A cosa serve la diagnosi prenatale invasiva e quando viene eseguita?
Lo scopo della diagnosi genetica prenatale è quello di rilevare anomalie genetiche o cromosomiche prima della nascita, cioè durante la vita fetale. L'amniocentesi viene eseguita tra la 15a e 18a settimana di gestazione, mentre il prelievo dei villi coriali ha il vantaggio di essere eseguito prima, tra la 11a e le 12a settimana di gravidanza.
In cosa consiste la diagnosi prenatale invasiva?

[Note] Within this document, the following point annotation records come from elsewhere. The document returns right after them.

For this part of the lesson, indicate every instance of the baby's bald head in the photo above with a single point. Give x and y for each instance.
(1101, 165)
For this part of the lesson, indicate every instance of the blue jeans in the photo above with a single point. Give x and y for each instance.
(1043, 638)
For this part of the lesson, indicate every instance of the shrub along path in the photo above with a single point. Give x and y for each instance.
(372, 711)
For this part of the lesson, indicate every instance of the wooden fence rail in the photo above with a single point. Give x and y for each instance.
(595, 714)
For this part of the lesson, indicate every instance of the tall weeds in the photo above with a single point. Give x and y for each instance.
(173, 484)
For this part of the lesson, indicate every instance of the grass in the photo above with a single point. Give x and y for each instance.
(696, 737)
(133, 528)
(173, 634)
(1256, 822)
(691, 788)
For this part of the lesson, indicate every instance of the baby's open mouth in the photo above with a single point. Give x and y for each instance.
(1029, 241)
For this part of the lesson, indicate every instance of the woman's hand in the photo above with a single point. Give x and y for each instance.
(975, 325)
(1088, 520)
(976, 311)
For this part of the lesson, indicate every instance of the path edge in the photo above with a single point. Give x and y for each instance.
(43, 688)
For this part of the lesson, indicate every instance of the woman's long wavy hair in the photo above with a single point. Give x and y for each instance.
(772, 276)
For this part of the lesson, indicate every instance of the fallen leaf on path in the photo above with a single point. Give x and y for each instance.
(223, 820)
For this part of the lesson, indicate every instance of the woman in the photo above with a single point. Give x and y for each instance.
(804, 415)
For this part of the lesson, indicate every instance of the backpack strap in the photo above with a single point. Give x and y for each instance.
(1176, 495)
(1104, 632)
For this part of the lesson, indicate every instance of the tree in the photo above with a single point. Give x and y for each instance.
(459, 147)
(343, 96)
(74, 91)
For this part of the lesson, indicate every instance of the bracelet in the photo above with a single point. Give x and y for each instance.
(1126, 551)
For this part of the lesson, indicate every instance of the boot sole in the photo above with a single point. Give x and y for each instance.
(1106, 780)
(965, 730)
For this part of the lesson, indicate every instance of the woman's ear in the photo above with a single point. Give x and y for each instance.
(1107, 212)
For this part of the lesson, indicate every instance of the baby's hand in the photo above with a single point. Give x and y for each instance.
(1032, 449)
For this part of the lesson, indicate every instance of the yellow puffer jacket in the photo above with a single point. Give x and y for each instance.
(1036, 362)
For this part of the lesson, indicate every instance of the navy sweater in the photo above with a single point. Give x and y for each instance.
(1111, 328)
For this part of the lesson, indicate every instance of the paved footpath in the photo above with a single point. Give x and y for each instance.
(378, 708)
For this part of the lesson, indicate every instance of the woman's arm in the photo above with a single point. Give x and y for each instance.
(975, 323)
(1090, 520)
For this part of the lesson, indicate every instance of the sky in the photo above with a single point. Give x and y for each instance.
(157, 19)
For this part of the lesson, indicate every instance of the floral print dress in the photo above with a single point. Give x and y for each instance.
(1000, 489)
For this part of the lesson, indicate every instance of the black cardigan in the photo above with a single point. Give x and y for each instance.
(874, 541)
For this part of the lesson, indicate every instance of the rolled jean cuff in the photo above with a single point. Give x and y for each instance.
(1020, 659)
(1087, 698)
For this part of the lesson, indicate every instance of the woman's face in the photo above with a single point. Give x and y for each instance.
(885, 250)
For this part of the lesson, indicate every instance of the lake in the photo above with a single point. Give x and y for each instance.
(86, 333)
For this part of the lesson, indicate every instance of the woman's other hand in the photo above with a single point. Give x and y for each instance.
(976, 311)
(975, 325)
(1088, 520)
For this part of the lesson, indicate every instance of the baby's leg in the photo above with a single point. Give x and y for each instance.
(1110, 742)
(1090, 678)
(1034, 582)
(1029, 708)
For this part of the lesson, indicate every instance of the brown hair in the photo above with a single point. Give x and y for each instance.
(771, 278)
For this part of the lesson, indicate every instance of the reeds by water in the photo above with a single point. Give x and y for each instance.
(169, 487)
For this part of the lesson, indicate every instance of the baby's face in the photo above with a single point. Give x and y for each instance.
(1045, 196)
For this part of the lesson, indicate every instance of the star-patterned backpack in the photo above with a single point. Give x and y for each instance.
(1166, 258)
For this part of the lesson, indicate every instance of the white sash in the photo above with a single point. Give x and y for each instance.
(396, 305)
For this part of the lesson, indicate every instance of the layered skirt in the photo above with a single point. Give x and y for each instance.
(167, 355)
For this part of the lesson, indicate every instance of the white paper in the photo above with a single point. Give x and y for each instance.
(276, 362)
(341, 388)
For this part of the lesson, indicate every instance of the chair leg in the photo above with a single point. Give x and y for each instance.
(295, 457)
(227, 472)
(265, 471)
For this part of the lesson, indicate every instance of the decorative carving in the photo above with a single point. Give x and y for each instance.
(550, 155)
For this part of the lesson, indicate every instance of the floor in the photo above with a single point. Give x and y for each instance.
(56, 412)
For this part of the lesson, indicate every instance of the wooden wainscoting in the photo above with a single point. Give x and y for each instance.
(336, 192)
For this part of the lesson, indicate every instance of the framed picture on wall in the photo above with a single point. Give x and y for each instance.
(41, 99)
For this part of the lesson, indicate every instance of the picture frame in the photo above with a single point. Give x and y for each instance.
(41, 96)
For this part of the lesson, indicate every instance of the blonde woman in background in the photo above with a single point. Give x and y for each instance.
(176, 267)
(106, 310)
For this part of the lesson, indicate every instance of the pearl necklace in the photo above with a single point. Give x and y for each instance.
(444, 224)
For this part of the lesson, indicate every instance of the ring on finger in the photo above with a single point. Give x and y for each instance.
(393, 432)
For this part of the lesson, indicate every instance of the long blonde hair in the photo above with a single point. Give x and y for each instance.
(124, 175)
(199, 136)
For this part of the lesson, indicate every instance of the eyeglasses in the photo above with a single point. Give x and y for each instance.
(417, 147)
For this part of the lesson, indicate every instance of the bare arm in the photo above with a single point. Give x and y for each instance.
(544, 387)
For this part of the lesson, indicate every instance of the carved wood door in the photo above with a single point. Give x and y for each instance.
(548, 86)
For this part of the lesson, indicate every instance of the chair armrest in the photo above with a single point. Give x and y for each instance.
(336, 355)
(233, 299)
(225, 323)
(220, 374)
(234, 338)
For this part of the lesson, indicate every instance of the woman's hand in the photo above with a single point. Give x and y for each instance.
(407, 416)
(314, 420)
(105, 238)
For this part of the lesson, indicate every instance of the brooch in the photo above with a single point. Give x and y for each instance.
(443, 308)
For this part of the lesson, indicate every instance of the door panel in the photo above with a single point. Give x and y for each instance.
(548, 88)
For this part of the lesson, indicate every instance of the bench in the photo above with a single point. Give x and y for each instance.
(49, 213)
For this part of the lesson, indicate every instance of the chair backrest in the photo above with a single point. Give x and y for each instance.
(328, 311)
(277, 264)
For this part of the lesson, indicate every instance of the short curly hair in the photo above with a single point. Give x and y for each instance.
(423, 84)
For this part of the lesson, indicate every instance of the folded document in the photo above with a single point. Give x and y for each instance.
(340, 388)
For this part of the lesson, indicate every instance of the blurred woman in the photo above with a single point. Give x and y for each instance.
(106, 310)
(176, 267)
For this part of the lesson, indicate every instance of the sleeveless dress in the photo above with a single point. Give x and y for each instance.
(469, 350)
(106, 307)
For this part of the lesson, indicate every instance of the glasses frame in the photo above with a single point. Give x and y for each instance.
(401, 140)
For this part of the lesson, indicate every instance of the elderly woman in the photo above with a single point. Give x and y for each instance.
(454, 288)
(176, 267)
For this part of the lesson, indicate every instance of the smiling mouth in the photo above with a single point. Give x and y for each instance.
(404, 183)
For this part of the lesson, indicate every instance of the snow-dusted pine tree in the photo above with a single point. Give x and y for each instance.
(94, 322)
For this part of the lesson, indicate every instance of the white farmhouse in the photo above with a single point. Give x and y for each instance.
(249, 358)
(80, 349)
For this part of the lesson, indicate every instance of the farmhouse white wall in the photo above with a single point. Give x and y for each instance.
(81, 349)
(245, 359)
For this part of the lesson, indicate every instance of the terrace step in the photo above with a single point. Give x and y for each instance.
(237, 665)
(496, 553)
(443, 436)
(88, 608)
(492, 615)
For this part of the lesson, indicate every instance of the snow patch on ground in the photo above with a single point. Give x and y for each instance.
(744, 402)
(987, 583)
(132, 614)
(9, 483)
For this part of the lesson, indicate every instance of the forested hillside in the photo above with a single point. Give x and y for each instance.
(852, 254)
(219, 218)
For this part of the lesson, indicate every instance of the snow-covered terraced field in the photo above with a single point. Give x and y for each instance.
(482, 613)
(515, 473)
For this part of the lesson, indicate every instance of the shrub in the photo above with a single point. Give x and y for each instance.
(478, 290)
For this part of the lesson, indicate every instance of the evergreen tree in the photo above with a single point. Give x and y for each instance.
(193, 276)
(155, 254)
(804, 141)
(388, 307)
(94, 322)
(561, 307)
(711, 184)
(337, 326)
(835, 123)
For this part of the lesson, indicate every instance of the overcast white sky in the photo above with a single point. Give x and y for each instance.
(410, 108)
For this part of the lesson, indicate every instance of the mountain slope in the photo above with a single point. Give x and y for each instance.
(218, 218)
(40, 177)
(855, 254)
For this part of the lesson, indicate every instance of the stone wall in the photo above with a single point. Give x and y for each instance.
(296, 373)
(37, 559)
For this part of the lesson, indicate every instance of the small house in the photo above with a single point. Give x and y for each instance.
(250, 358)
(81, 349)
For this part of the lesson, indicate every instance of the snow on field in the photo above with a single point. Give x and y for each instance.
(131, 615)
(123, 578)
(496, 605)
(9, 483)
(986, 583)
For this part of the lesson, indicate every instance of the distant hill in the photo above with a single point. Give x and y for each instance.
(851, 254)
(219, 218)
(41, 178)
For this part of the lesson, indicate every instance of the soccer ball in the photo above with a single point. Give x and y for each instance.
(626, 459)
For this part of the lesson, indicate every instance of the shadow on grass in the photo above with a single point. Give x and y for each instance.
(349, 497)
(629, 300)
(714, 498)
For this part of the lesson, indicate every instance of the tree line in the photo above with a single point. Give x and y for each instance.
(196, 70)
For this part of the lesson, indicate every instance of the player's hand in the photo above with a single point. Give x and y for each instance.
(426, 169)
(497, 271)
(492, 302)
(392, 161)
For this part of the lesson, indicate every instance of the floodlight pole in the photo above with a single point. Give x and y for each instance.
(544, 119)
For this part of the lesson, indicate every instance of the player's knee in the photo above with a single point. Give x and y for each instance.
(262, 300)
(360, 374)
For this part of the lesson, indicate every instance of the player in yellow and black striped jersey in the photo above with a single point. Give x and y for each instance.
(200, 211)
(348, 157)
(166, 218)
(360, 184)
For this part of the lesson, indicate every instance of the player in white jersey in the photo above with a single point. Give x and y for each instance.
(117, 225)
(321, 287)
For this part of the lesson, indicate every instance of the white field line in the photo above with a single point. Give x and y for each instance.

Una volta ottenuto il materiale fetale, viene elaborato con diverse tecniche di biologia molecolare e/o citogenetica a seconda dell'anomalia da escludere. Per la diagnosi delle malattie genetiche, si estrae il DNA dalle cellule fetali e si analizzano le mutazioni nel gene responsabile della malattia. D'altra parte, per la diagnosi di anomalie cromosomiche, si utilizza normalmente la tecnica FISH (Fluorescent In Situ Hybridization), che permette di analizzare in 24 ore i cromosomi coinvolti nell'alterazione specifica, o quelli più legati alle alterazioni numeriche nei neonati (trisomie 13, 18, 21 o alterazioni dei cromosomi sessuali). Inoltre, viene eseguito un tampone delle cellule per ottenere il cariotipo fetale, dove vengono visualizzati tutti i cromosomi, escludendo così qualsiasi altra anomalia che potrebbe compromettere la salute del feto.
Se una malformazione viene rilevata ultrasonograficamente, un cariotipo ad alta risoluzione può essere eseguito utilizzando la tecnica array-CGH, che permette di rilevare perdite o guadagni di piccole regioni cromosomiche.
In che casi è indicata la diagnosi prenatale invasiva?
Casi in cui c'è una maggiore probabilità che il feto abbia un'alterazione cromosomica come la sindrome di Down. Per esempio, in caso di risultati ecografici e/o biochimici (screening ad alto rischio nel primo trimestre), età materna avanzata, gravidanze precedenti con anomalie malformazioni nella cartella clinica familiare.
Coppie in cui uno dei membri è portatore di un'alterazione cromosomica che potrebbe essere trasferita alla prole.
Coppie in cui uno dei membri è portatore di un'alterazione genetica che potrebbe essere trasferita alla prole con una probabilità del 50% (eredità dominante).
Coppie in cui entrambi i genitori sono portatori di una malattia genetica di eredità recessiva (probabilità di prole affetta 25%).